It can be concluded that the results of the trials discussed under this heading point to a beneficial effect of Ginkgo treatment, although not unequivocally and not for all outcome parameters.

Non-cognitive signs and symptoms

Twelve randomized clinical trials were identified which had their main focus on the treatment of “physical”, non-cognitive signs and symptoms of cerebral insufficiency, such as vertigo (dizziness), tinnitus (“ear noise”), hearing loss, and ataxia.

These studies were reported from France (6), Germany (5), and Sweden (1). A cross-over design, which contrasted Ginkgo with cinnarizine (CIN) and placebo, respectively, was employed in two trials. The other studies were designed as parallel trials. Six of them contrasted Ginkgo biloba with placebo, the remaining four compared Ginkgo with another active compound (nicergolin (NCG), almitrine-raubasine (ARB), naftidrofuryl). Four studies focussed on vertigo/dizziness as the leading symptom, also four on tinnitus, two on cochlear deafness or sudden hearing loss, and two included a mixture of patients with vertigo, tinnitus and hearing loss. The number of patients varied from 20 to 80 in most of the trials, and exceeded 100 in only two trials. The mean age of the study population was close to 50 in the majority of the studies. The “average” intervention scheme consisted of a daily Ginkgo dosage of 120-160mg/ day, administered as an oral solution during 1-3 months. In one study Ginkgo extract was given as a supplement to a physical vestibular training programme.

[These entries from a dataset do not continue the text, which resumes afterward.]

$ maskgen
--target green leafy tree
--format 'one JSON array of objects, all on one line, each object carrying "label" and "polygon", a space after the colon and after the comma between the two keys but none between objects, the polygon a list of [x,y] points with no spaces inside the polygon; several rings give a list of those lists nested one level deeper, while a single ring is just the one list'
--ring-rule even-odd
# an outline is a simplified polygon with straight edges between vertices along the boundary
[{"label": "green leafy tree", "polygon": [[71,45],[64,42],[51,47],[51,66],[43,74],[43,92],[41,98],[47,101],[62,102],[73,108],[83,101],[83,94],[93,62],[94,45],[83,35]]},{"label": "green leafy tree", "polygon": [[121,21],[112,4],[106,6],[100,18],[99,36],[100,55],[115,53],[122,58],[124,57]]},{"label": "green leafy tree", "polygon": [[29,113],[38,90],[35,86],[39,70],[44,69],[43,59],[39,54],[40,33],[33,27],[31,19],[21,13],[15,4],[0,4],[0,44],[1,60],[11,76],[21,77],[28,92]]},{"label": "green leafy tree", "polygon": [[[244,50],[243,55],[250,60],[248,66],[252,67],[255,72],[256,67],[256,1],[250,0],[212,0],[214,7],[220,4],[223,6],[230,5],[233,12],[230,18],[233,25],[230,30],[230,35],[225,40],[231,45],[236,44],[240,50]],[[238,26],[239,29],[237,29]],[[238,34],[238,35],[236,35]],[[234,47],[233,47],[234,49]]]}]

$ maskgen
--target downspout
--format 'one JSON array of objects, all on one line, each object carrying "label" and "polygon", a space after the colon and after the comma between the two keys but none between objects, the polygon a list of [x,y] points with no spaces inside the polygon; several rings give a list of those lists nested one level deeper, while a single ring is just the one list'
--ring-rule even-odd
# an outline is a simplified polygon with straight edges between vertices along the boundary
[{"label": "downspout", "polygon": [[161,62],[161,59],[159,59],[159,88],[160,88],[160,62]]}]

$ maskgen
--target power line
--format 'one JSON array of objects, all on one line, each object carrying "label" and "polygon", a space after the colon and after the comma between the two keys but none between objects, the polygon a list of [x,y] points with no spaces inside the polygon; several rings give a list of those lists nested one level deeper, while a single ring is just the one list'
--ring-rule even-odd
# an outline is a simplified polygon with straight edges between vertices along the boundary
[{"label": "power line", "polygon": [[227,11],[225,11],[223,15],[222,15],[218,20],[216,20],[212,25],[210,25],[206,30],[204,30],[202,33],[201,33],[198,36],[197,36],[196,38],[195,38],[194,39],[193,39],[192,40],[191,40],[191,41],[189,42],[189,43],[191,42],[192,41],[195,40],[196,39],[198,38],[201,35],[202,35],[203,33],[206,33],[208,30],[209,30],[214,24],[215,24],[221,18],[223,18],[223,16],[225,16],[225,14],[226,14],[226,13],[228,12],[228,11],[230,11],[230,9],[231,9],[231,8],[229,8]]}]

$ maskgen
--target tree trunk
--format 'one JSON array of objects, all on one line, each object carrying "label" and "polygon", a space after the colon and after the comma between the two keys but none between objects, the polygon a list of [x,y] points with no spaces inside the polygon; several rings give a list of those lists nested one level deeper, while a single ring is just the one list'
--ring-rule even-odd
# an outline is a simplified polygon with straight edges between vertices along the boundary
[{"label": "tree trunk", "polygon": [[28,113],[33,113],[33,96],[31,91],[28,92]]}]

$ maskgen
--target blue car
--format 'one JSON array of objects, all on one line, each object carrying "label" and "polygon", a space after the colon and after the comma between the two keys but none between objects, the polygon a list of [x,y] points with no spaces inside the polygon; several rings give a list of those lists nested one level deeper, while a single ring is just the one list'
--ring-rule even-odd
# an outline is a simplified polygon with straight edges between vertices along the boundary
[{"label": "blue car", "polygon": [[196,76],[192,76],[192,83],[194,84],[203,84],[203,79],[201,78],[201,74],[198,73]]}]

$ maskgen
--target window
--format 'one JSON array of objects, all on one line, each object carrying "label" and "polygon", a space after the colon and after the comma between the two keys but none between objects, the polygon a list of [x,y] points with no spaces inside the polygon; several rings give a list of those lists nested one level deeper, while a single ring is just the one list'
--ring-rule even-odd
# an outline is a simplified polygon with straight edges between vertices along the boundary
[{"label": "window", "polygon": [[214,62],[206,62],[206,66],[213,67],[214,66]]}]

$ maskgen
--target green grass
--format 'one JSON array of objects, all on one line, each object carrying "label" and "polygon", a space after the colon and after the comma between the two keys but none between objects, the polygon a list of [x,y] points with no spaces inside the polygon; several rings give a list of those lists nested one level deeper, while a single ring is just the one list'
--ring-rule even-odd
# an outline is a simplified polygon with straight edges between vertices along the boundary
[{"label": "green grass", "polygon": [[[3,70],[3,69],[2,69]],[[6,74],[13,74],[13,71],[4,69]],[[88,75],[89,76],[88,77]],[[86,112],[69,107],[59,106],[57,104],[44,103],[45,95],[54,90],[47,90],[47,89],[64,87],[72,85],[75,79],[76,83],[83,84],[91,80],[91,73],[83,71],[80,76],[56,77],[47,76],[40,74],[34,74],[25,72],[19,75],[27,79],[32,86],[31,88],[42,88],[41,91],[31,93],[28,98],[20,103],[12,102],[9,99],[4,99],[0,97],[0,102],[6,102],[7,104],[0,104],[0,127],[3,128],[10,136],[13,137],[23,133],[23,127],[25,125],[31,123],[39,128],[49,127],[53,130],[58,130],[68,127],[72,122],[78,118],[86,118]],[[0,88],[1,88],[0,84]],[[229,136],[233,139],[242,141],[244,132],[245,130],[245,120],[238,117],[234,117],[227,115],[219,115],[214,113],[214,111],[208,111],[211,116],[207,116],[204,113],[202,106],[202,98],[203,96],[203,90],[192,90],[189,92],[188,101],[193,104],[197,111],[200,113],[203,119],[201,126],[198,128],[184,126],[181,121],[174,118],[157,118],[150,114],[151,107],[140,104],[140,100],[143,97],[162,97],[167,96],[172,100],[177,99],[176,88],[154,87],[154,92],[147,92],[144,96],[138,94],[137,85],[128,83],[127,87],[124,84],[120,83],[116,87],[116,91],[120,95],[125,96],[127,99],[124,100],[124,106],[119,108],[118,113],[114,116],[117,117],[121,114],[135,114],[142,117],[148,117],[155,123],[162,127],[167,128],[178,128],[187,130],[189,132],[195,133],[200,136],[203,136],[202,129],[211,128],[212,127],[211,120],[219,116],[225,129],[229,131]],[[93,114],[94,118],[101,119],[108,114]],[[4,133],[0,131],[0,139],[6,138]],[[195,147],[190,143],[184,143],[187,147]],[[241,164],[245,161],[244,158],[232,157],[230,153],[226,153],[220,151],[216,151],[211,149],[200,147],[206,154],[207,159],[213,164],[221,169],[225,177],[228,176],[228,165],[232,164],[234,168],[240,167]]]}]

The following endpoints were used in these trials: global assessment of the treatment effect; assessment of functional signs and symptoms through a questionnaire, VAS-scale, or clinical rating scale; and various forms of paraclinical otoneurological examination, e.g. vocal and tonal audiometry, electronystagmography, craniocorpography (CCG) and Romberg’s test (posturographic body sway).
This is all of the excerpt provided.